The problem is to find $$\iiint_{R}z \ \mathrm{d}V$$ Where $R$ is the region $x^2+y^2\leq z \leq \sqrt{2-x^2-y^2}.$
Using cylindrical coordinates this problem becomes relatively easy:
\begin{align} x &= r\cos(\theta)\\ y &= r\sin(\theta)\\ z &= z\\ \mathrm{d}V&=r \ \mathrm{d}z\mathrm{d}r\mathrm{d}\theta \end{align} with boundaries $$ r^2\leq z\leq \sqrt{2-r^2}, \ 0\leq\theta< 2\pi, \ 0\leq r\leq1 $$ which gives $$\iiint_{R}z \ \mathrm{d}V = \int_{0}^{2\pi}\int_{0}^{1}\int_{r^{2}}^{\sqrt{2-r^2}}zr \ \mathrm{d}z \mathrm{d}r\mathrm{d}\theta=\pi\int_{0}^{1}2r-r^{3}-r^{5} \ \mathrm{d}r = \frac{7\pi}{12}.$$
While this is correct i'd like to know if it is possible to do this with spherical coordinates. My problem is that for the substitution \begin{align}x&=R\sin(\phi) \cos(\theta)\\ y &=R\sin (\phi) \sin (\theta)\\ z&= R\cos(\phi)\\ \mathrm{d}V&= R^{2}\sin(\phi) \ \mathrm{d}R\mathrm{d}\phi\mathrm{d}\theta\end{align} I get $$0\leq R\leq \sqrt{2}\ ,0\leq \theta < 2\pi$$ but how do I get $\phi$? The problem is that I cannot find $$\tan(\phi)=\frac{r}{z}=\frac{\sqrt{x^2+y^2}}{z}$$
This problem is easy in spherical coordinates if you know the trick.

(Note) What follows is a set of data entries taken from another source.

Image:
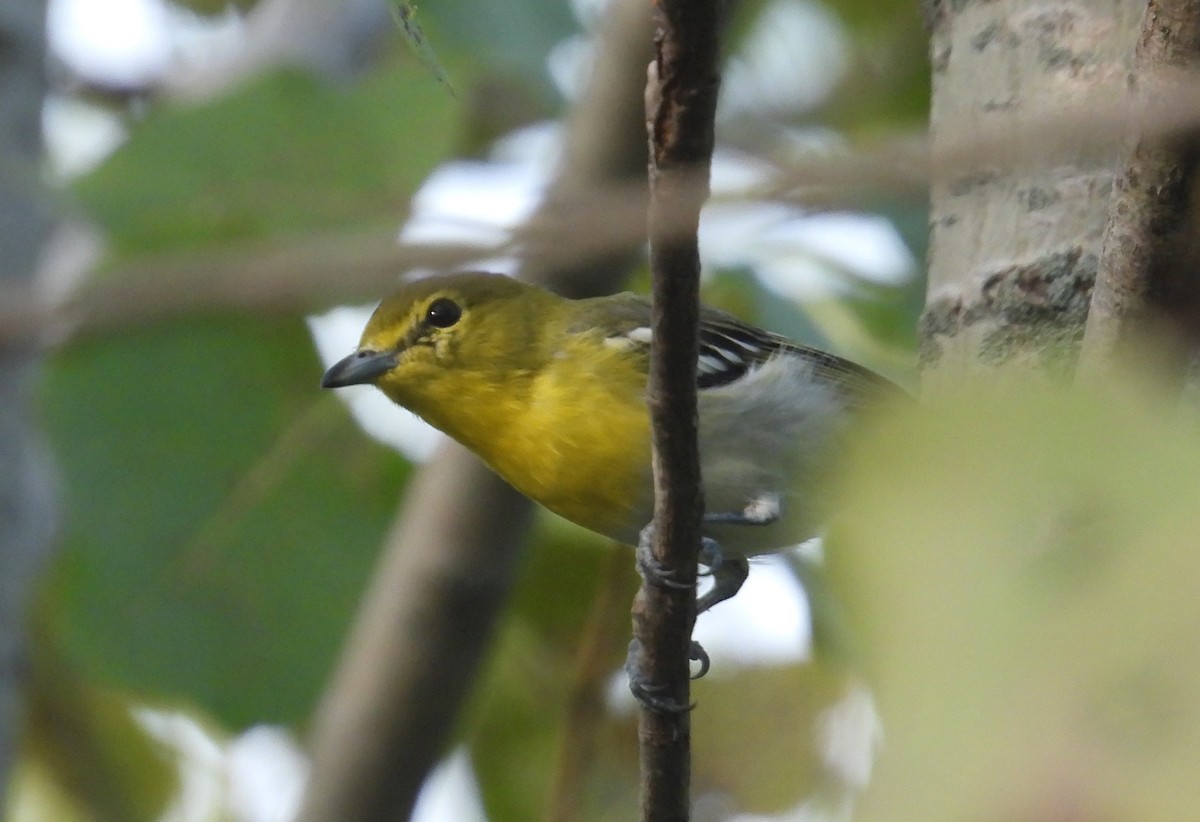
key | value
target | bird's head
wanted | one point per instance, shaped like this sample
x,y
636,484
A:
x,y
437,334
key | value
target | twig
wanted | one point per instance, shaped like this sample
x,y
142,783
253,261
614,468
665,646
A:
x,y
681,107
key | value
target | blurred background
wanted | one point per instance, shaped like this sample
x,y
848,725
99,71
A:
x,y
235,185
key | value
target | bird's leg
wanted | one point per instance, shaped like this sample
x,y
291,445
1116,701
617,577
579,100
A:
x,y
643,690
729,573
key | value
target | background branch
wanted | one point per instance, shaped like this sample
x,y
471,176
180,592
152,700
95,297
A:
x,y
1146,257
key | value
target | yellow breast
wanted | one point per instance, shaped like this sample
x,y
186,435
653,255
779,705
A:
x,y
581,444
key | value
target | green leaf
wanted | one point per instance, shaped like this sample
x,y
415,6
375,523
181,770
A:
x,y
222,514
1020,567
283,155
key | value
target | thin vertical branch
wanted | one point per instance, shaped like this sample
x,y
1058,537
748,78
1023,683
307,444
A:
x,y
681,107
27,505
1147,215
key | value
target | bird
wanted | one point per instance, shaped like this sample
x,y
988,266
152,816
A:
x,y
551,393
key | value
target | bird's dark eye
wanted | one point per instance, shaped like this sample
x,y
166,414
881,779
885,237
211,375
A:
x,y
443,313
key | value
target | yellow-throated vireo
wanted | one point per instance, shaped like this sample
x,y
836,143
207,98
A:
x,y
551,394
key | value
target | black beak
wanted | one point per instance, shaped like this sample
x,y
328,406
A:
x,y
359,369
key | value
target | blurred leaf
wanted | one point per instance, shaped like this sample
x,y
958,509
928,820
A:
x,y
85,750
540,723
887,84
756,735
502,37
285,154
1021,569
222,514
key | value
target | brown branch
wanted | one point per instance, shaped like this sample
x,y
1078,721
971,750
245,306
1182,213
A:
x,y
586,712
1145,251
681,107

The upper bound gives us $R = \sqrt{2}$. Solving the lower bound gets
$$R\sin^2\phi = \cos\phi \implies R\cos^2\phi + \cos \phi -R = 0 $$
then by the quadratic equation we have that
$$\phi = \cos^{-1}\left(\frac{-1+\sqrt{1+4R^2}}{2R}\right)$$
where we took the positive root since we are above the $xy$ plane where $\cos\phi > 0$. Next we set up the integral with the $\phi$ integral first:
$$I = \int_0^{2\pi} \int_0^{\sqrt{2}} \int_0^{\cos^{-1}\left(\frac{-1+\sqrt{1+4R^2}}{2R}\right)}R^3\cos\phi\sin\phi \:d\phi \: dR \:d\theta$$
$$ = \frac{\pi}{2} \int_0^{\sqrt{2}}R\sqrt{1+4R^2}-R\:dR = \frac{\pi}{2}\left[\frac{1}{12}(1+4R^2)^{\frac{3}{2}}-\frac{1}{2}R^2\right]_0^{\sqrt{2}} = \frac{7\pi}{12}$$
Although not as clean as the polynomial that appears in the cylindrical coordinates version, this trick is useful to remember for similar integrals, since the integrand will determine whether this method or cylindrical coordinates is the optimal route to take. For other integrals, such as $\iiint_R dV$, this version will be easier than cylindrical coordinates.